The parasite is found up and down the river, but the cause of the outbreak remains unknown. The parasite infestation injected another source of strain in continuing tensions over dividing scarce water among farmers on the Klamath Reclamation Project, endangered suckers in Upper Klamath Lake, and salmon in the river. "We get put in a very awkward position," Manji said. "Do you want to use (water allocated for salmon) not to kill adult fish coming back or to help young fish go out?"

Releases down the Klamath River have been reduced after it became clear drought conditions were worse than expected, but the U.S. Bureau of Reclamation is meeting Endangered Species Act mandates for water for endangered suckers in Upper Klamath Lake and threatened coho in the Klamath River, said bureau spokesman Jeff McCracken. The bureau has also provided extra water for the spring salmon migration though a water bank that buys water from farmers and has worked with the California Department of Fish and Game to spread out the release of millions of young salmon from the Iron Gate hatchery, McCracken said.

The U.S. Fish and Wildlife Service has generally found water quality and temperatures in the Klamath to be good for fish, said spokesman Al Donner in Sacramento. The first sick fish were spotted in the trap farthest upriver. Over the course of the past month, up to 80 percent of the fish in traps showed symptoms of the parasite, and 50 percent were dead, Manji said. It is unclear if the same proportion can be transferred to the millions of fish in the river.

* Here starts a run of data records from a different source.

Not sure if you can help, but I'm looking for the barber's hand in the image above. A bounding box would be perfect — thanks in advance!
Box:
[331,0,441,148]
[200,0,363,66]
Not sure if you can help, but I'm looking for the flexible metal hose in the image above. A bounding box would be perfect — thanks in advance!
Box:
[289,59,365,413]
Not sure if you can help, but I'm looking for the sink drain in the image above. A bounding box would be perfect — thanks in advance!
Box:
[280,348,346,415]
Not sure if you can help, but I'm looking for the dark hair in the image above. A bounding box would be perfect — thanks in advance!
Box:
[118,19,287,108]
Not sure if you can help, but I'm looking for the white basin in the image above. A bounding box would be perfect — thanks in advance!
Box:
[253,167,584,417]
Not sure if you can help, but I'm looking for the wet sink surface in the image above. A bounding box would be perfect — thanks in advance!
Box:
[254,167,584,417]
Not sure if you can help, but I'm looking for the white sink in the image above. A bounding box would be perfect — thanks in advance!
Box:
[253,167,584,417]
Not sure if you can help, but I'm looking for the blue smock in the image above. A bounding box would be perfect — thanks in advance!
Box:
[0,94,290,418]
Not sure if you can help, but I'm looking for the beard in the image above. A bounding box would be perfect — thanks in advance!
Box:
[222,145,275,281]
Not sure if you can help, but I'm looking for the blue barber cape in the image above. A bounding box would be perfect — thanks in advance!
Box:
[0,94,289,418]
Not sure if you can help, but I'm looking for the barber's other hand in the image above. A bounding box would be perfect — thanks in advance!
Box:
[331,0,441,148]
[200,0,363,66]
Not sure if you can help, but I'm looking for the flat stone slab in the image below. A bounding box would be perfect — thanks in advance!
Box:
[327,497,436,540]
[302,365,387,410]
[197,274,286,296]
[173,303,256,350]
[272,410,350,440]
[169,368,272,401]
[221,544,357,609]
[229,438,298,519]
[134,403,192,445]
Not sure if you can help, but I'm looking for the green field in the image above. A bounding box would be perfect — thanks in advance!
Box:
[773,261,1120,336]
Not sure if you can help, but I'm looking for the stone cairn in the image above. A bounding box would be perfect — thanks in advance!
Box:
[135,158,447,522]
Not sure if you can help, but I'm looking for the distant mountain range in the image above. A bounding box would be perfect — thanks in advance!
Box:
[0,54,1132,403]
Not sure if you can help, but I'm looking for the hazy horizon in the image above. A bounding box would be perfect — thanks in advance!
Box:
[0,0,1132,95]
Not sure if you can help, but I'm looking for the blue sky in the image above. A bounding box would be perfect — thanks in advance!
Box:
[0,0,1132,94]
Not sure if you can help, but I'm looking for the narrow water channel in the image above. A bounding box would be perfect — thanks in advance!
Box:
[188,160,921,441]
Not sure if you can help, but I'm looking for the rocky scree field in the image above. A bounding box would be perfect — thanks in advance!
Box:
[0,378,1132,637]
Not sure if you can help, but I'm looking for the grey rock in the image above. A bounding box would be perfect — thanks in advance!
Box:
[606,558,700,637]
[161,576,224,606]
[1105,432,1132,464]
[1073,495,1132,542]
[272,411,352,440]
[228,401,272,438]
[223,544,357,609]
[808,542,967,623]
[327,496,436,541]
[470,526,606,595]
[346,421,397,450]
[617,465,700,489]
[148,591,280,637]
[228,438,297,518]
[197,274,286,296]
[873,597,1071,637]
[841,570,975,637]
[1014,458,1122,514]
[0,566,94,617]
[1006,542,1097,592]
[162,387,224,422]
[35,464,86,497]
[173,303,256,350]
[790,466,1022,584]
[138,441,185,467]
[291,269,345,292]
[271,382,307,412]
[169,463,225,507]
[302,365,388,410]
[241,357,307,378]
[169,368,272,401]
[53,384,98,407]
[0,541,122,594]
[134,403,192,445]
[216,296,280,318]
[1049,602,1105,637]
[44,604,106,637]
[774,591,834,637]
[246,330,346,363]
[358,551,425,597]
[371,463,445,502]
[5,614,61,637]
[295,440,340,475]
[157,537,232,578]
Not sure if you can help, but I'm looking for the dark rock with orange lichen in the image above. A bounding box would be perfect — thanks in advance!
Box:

The numbers raised concerns of a repeat of a 2000 fish kill that left an estimated 300,000 young salmon and steelhead dead from the same parasite and a fungus that attacks the gills, Manji said.

The parasite appeared about two weeks before the release of millions of young salmon from the Iron Gate hatchery, making it unlikely the parasite infested the fish in the hatchery or was a result of crowding in the river caused by the release, Manji added. He said he was concerned it would get worse in coming weeks, when flows are due to be reduced to conserve water for irrigation on the Klamath Reclamation Project and with the return of spawning adults this fall.